NYOJ 284 坦克大战

坦克大战

时间限制：1000 ms | 内存限制：65535 KB
难度：3

描述
Many of us had played the game "Battle city" in our childhood, and some people (like me) even often play it on computer now.

What we are discussing is a simple edition of this game. Given a map that consists of empty spaces, rivers, steel walls and brick walls only. Your task is to get a bonus as soon as possible suppose that no enemies will disturb you (See the following picture).



Your tank can't move through rivers or walls, but it can destroy brick walls by shooting. A brick wall will be turned into empty spaces when you hit it, however, if your shot hit a steel wall, there will be no damage to the wall. In each of your turns, you
can choose to move to a neighboring (4 directions, not 8) empty space, or shoot in one of the four directions without a move. The shot will go ahead in that direction, until it go out of the map or hit a wall. If the shot hits a brick wall, the wall will disappear
(i.e., in this turn). Well, given the description of a map, the positions of your tank and the target, how many turns will you take at least to arrive there?

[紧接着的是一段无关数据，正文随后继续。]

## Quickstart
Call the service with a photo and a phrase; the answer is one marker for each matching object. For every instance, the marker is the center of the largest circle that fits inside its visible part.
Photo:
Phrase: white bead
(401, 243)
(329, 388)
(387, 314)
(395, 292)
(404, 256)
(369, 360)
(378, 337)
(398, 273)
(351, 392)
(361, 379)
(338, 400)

输入The input consists of several test cases. The first line of each test case contains two integers M and N (2 <= M, N <= 300). Each of the following M lines contains N uppercase letters, each of which is one of 'Y' (you), 'T'
(target), 'S' (steel wall), 'B' (brick wall), 'R' (river) and 'E' (empty space). Both 'Y' and 'T' appear only once. A test case of M = N = 0 indicates the end of input, and should not be processed.
输出For each test case, please output the turns you take at least in a separate line. If you can't arrive at the target, output "-1" instead.

样例输入

3 4
YBEB
EERE
SSTE
0 0

样例输出

8

来源POJ
上传者
sadsad

题目描述:
输入初始的二维数组表示当前的状态，Y为你的位置，T为目标位置，输出到目标位置最少的步数，如果不能到达输出-1。
要求：你可以走上下左右四个位置，但是有河流或刚墙的位置的不能走，如果前面有砖墙需要打掉砖墙之后再走，所以此时需要两步到达砖墙的位置。
思想：优先队列/bfs
代码:

#include <iostream>
#include <queue>
#include <cstdio>
#include <cstring>
using namespace std;
#define  max 305
char map[max][max];    // 输入的二维数组
int n,m;
bool vist[max][max];  //标记是否已经访问过
int d[4][2]={{1,0},{0,1},{-1,0},{0,-1}};
struct node
{
int x,y,c;
friend bool operator <(const node &s1,const node &s2)
{
return s1.c>s2.c;  //最小值优先
}
};
node s,e;
int bfs()
{
priority_queue < node > q;
memset(vist,0,sizeof(vist));
node now,t;
s.c=0;
q.push(s);
vist[s.x][s.y]=1;
while (!q.empty())
{
now=q.top();
q.pop();
if (now.x==e.x&&now.y==e.y)
{
return now.c;
}
for (int i=0;i<4;i++)
{
t.x=now.x+d[i][0];
t.y=now.y+d[i][1];
if (t.x>=0&&t.x<n&&t.y>=0&&t.y<m&&!vist[t.x][t.y])  //判断是否合法并且没有被访问
{
vist[t.x][t.y]=1;    //被访问标记为1
if (map[t.x][t.y]=='B')
{
t.c=now.c+2;
q.push(t);
}
else
if (map[t.x][t.y]=='E'||map[t.x][t.y]=='T')
{
t.c=now.c+1;
q.push(t);
}
}
}
}
return -1;  //不能到达，此时返回-1
}
int main()
{
int i,j;
while (cin>>n>>m,m+n)
{
for (i=0;i<n;i++)
{
for (j=0;j<m;j++)
{
cin>>map[i][j];
if (map[i][j]=='Y')
s.x=i,s.y=j;
if (map[i][j]=='T')
e.x=i,e.y=j;
}
}
int sum=bfs();
cout<<sum<<endl;
}
return 0;
}